関東は、今度こそ消滅する。東京支部も、無事では済まないだろう。

 

舌打ちすると、弟は叫ぶ。

 

「すぐに総員ヒドラに乗れ! 山梨に向かう!」

 

イプシロンもバゼラートも、次の戦いには間に合わないだろう。グレイプRZも、整備が間に合うかどうか。

 

その上敵には正体不明の新型。

 

連戦に等しい状況。

 

更に、エース級のパイロットが乗ったベガルタでも、歯が立たなかった相手。

 

条件があまりにも酷すぎる。フォーリナーは物量を生かすことを全く躊躇わない。分かってはいるけれど。

 

此処までの悪条件が、まさかこんな開戦から間もない時期に来るとは。

 

ヒドラは戦場の隅で待ってくれていた。

 

煙を上げているイプシロンは、牽引用のギガンテス改良型が、ヒドラに引っ張り込んでくれる。

 

山梨で作られているという防衛ラインには、整備班くらい来ているだろう。秀爺夫妻は。
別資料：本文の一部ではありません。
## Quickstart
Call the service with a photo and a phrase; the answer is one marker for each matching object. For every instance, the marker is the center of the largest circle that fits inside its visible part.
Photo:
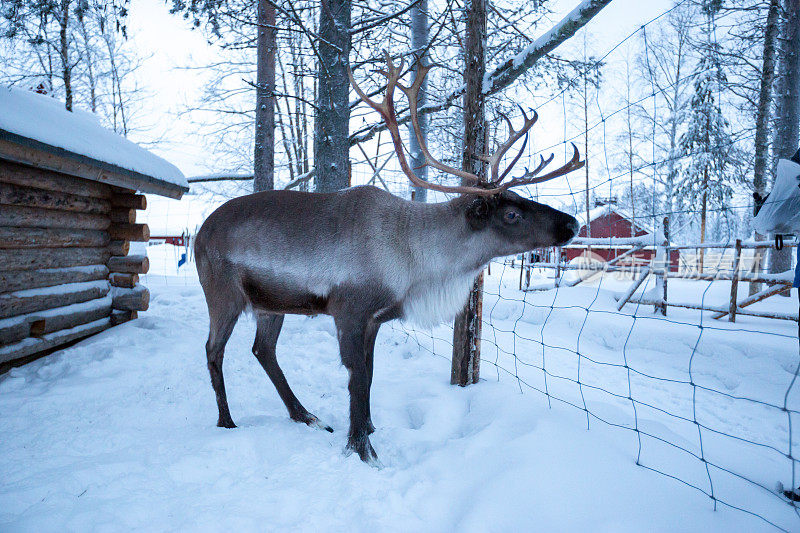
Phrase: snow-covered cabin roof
(36, 129)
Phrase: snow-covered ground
(117, 432)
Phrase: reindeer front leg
(352, 334)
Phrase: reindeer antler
(483, 187)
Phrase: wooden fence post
(735, 281)
(557, 281)
(467, 327)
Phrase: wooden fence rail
(777, 283)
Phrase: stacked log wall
(64, 269)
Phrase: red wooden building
(615, 228)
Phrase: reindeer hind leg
(267, 331)
(223, 318)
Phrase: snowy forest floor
(117, 432)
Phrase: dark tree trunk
(419, 41)
(788, 112)
(763, 118)
(264, 149)
(331, 143)
(467, 327)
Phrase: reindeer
(365, 257)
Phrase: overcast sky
(172, 53)
(171, 49)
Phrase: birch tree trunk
(66, 67)
(331, 143)
(264, 143)
(467, 327)
(419, 41)
(763, 116)
(788, 111)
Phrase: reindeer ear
(478, 213)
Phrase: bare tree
(788, 105)
(264, 143)
(332, 119)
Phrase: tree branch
(511, 69)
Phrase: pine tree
(706, 143)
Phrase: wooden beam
(21, 237)
(632, 289)
(735, 281)
(30, 152)
(14, 330)
(52, 340)
(33, 300)
(720, 309)
(131, 201)
(120, 317)
(30, 197)
(38, 258)
(130, 264)
(130, 232)
(135, 299)
(28, 176)
(50, 320)
(122, 215)
(757, 297)
(126, 281)
(48, 277)
(119, 247)
(50, 218)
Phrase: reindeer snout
(567, 230)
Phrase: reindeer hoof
(364, 450)
(226, 423)
(311, 421)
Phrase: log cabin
(69, 195)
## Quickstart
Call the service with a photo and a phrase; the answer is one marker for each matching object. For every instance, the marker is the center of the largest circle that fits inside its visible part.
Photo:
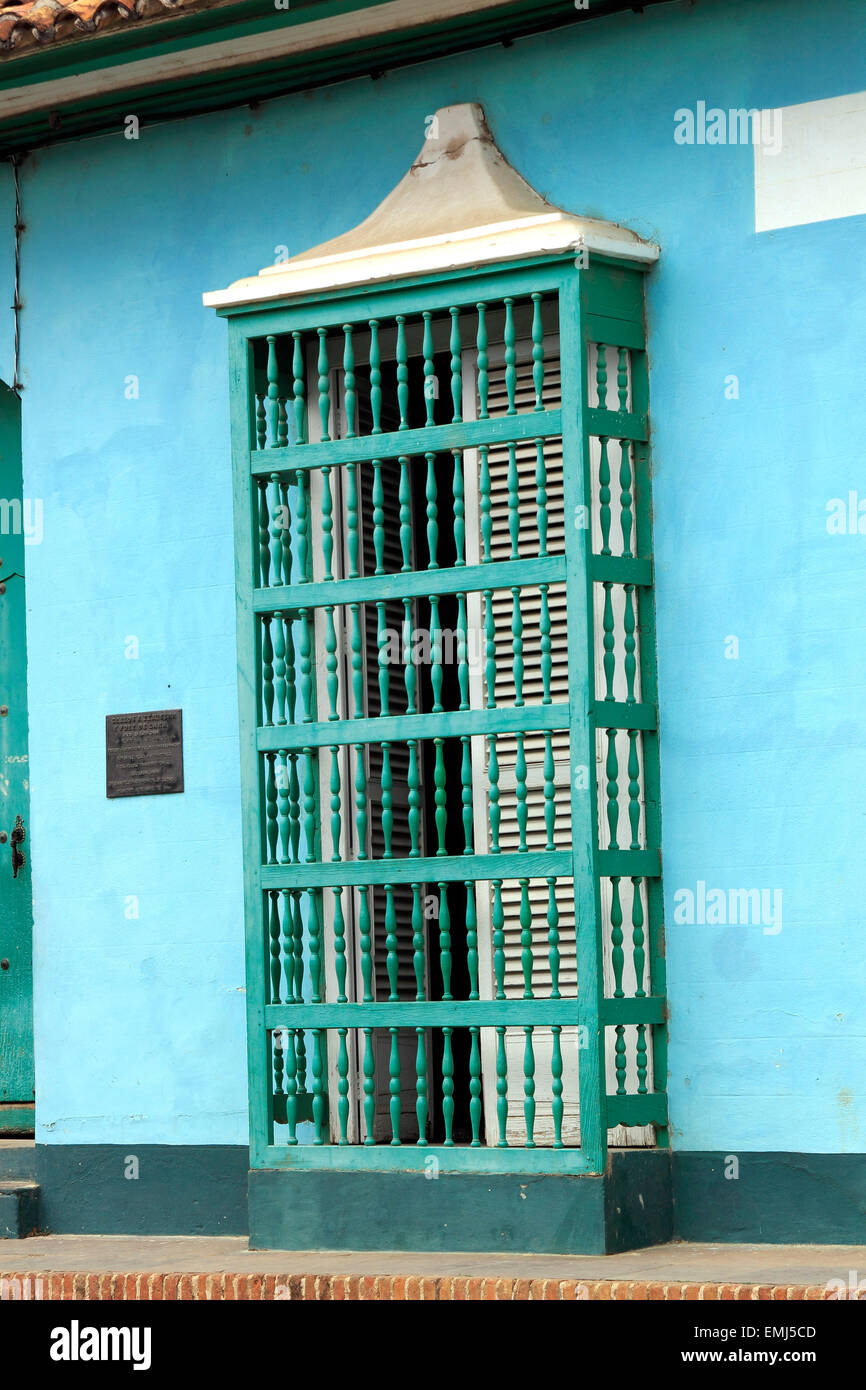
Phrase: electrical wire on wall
(17, 384)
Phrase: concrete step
(18, 1208)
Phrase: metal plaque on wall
(145, 754)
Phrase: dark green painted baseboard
(776, 1198)
(180, 1190)
(353, 1209)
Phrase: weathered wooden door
(15, 901)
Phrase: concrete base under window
(626, 1208)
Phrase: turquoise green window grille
(449, 723)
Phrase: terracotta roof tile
(25, 24)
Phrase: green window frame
(293, 1014)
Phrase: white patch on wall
(820, 171)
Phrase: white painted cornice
(459, 205)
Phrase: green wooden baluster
(299, 391)
(526, 938)
(335, 802)
(282, 804)
(360, 801)
(394, 1086)
(481, 345)
(538, 353)
(376, 377)
(466, 794)
(541, 496)
(306, 666)
(366, 940)
(352, 533)
(409, 666)
(273, 374)
(387, 801)
(528, 1087)
(489, 649)
(291, 1083)
(274, 944)
(324, 385)
(553, 938)
(402, 373)
(433, 513)
(517, 645)
(626, 501)
(498, 923)
(608, 660)
(549, 774)
(474, 1086)
(634, 790)
(617, 961)
(613, 804)
(417, 938)
(339, 945)
(319, 1086)
(264, 535)
(456, 366)
(421, 1105)
(303, 544)
(445, 954)
(369, 1087)
(546, 647)
(628, 623)
(356, 647)
(327, 523)
(601, 377)
(556, 1072)
(492, 776)
(484, 505)
(439, 795)
(510, 356)
(331, 662)
(520, 791)
(435, 653)
(513, 485)
(342, 1086)
(414, 798)
(502, 1089)
(405, 502)
(430, 380)
(267, 670)
(378, 516)
(349, 385)
(448, 1086)
(459, 510)
(270, 794)
(280, 667)
(622, 377)
(471, 940)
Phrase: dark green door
(15, 901)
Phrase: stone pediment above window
(460, 205)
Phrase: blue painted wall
(141, 1019)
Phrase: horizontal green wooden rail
(414, 1158)
(412, 444)
(620, 569)
(466, 578)
(647, 1009)
(637, 1109)
(434, 1014)
(556, 863)
(630, 863)
(385, 729)
(610, 713)
(616, 424)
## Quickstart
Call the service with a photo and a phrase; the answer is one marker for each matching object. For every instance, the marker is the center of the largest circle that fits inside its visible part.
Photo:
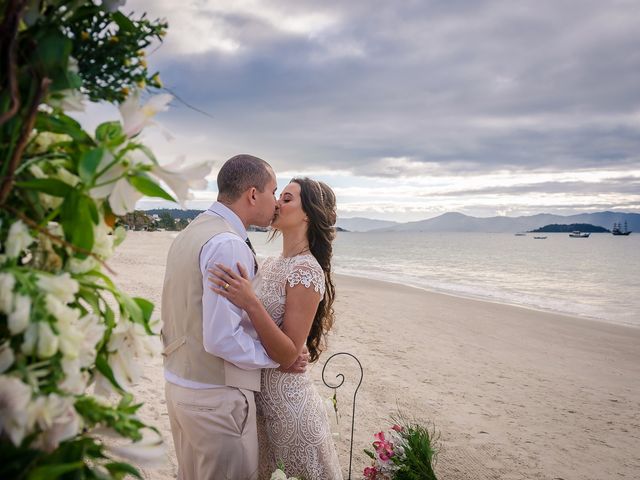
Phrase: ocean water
(596, 277)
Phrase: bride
(291, 308)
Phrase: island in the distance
(574, 227)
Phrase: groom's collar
(230, 216)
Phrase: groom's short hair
(240, 173)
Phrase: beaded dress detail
(293, 427)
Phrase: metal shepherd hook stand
(340, 378)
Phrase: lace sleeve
(307, 272)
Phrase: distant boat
(618, 230)
(578, 234)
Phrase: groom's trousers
(214, 432)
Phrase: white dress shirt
(227, 331)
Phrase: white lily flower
(75, 380)
(18, 319)
(7, 282)
(103, 242)
(127, 344)
(70, 337)
(62, 286)
(40, 339)
(181, 179)
(123, 198)
(148, 452)
(18, 239)
(6, 357)
(14, 400)
(135, 117)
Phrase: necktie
(248, 242)
(255, 264)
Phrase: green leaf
(77, 222)
(89, 163)
(50, 186)
(123, 22)
(52, 52)
(116, 468)
(61, 123)
(103, 367)
(148, 187)
(51, 472)
(110, 133)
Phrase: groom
(212, 355)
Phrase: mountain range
(458, 222)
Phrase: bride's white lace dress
(293, 427)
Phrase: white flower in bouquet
(148, 452)
(14, 400)
(7, 282)
(18, 239)
(62, 286)
(39, 339)
(180, 179)
(113, 184)
(18, 319)
(78, 336)
(93, 330)
(75, 380)
(278, 475)
(56, 417)
(135, 116)
(6, 356)
(127, 344)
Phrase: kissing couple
(238, 336)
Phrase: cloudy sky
(411, 108)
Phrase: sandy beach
(514, 393)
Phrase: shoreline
(480, 298)
(515, 394)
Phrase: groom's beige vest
(184, 353)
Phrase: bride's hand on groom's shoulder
(234, 287)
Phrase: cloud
(397, 90)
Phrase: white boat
(578, 234)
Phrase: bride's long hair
(319, 204)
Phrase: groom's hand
(300, 365)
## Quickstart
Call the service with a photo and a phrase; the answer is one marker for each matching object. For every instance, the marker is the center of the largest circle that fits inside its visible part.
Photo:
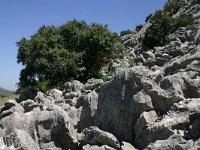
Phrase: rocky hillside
(152, 105)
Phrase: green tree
(156, 34)
(138, 27)
(54, 55)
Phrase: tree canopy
(54, 55)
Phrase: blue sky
(22, 18)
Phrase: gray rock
(95, 147)
(127, 146)
(92, 84)
(27, 93)
(174, 142)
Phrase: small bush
(163, 24)
(125, 32)
(138, 27)
(148, 17)
(172, 7)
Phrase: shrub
(172, 7)
(148, 17)
(163, 24)
(75, 50)
(138, 27)
(122, 33)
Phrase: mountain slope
(153, 105)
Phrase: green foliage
(156, 34)
(138, 27)
(125, 32)
(54, 55)
(4, 96)
(172, 7)
(148, 17)
(183, 21)
(163, 24)
(131, 62)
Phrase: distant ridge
(5, 91)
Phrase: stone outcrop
(152, 105)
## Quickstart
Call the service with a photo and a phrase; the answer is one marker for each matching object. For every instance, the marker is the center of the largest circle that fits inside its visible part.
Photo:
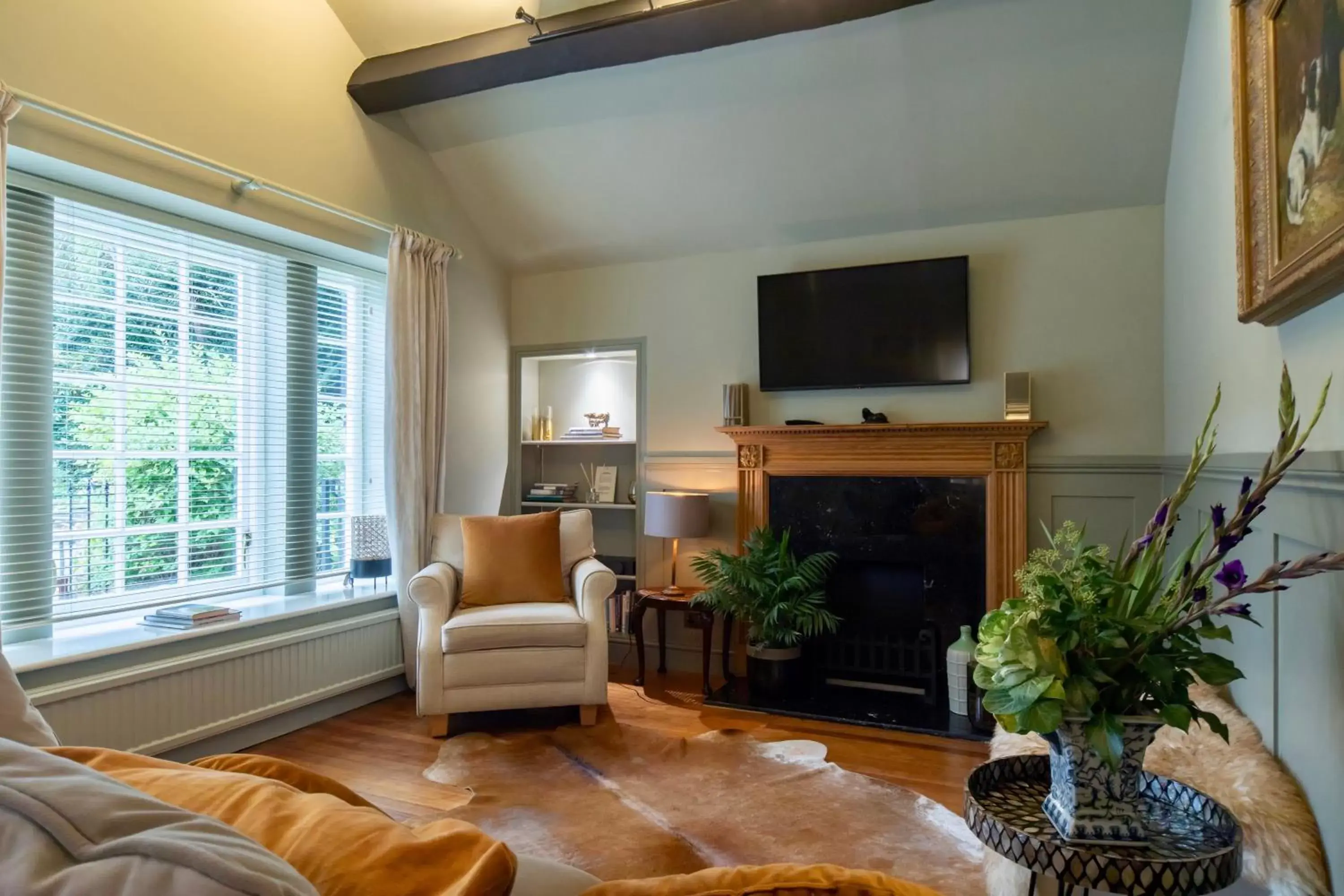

探すと、いた。

 

確かに無事だ。

 

「これは困ったわねえ」

 

ほのかが、目を細めてイプシロンを見やる。

 

しかし、意外に秀爺は落ち着いていた。

 

「何、山での戦闘は儂らの独壇場だ。 敵を一匹たりとて生かしてはかえさん」

 

「あなた、それはそうですけれど。 ただ、孤立しているプロテウスが心配だわ」

 

「まずはその救出から、だな」

 

グレイプRZが来る。

 

車上に乗っていた涼川が、不愉快そうにしている。というのも、最後の最後で、ヘクトルの長距離砲を至近から喰らったそうなのだ。

 

アーマーは耐え抜いた。

 

グレイプRZも。

 

しかし、速射砲が機能不全を起こしているという。

 

最悪だ。

 

まだ涼川は、急な移動の理由を知らない。弟が説明すると、唖然としていた。

 

「なんだと」

 

「おそらく、次の戦いでは、山中で正体不明の相手に、肉弾戦を挑む事になる」

 

「上等だぜと言いたいが、正直洒落にならんな」

 

「プロテウスの撤退支援もおまけ付きだ」

 

噛み煙草を吐き捨てる涼川。

 

ヒドラの発進準備が整う。

 

今日は最悪の状態での連戦が続いているが。最後に本命が残っていたことになる。

 

全員を整列させると、弟は咳払いした。

 

「少し前に入ってきた情報だ。 静岡北部で、ヘクトルの大部隊に味方ベガルタ部隊が大敗。 指揮を執っていたプロテウスは中破。 幸い司令部は今だ健在だが、山中にて孤立し、撤退支援を待っている。 これよりストームは日高司令を救出するために、山梨に飛ぶ。 事は一刻を争う。 遅れれば日高司令は命を落とす事になるだろう」

 

「……っ!」

 

口を押さえた日高軍曹が痛々しい。

 

普段は社交的で明るいだけに。落ち込みも激しいのが分かった。

 

「見ての通り、味方はビークルをほぼ活用できない。 敵には正体不明の新型がいる事が分かっていて、おそらくそれと山中で近距離肉弾戦をする事になる。 勿論我々が前衛に立つが、支援も重要になる。 新兵諸君も、今まで以上の奮闘を期待する」

 

ヒドラに乗り込む。

 

慌ただしく、巨大な輸送ヘリが動き始めた。

 

今、EDFの科学班はてんやわんやの筈だ。すぐには流石に敵の正体を分析しきれないだろう。

 

最悪のアンノウンとの、近距離戦。

 

かってない悪夢が、迫ろうとしている。私は、これは四足とはじめてやり合ったとき以来だなと、心中で呟いていた。

 

 

 

(続)




苦戦するEDFですが、四足歩行要塞の撃破にも成功。
大気圏突入中のマザーシップ撃墜も含めて、大きな戦果と言えます。

しかし、確実に消耗していくEDF。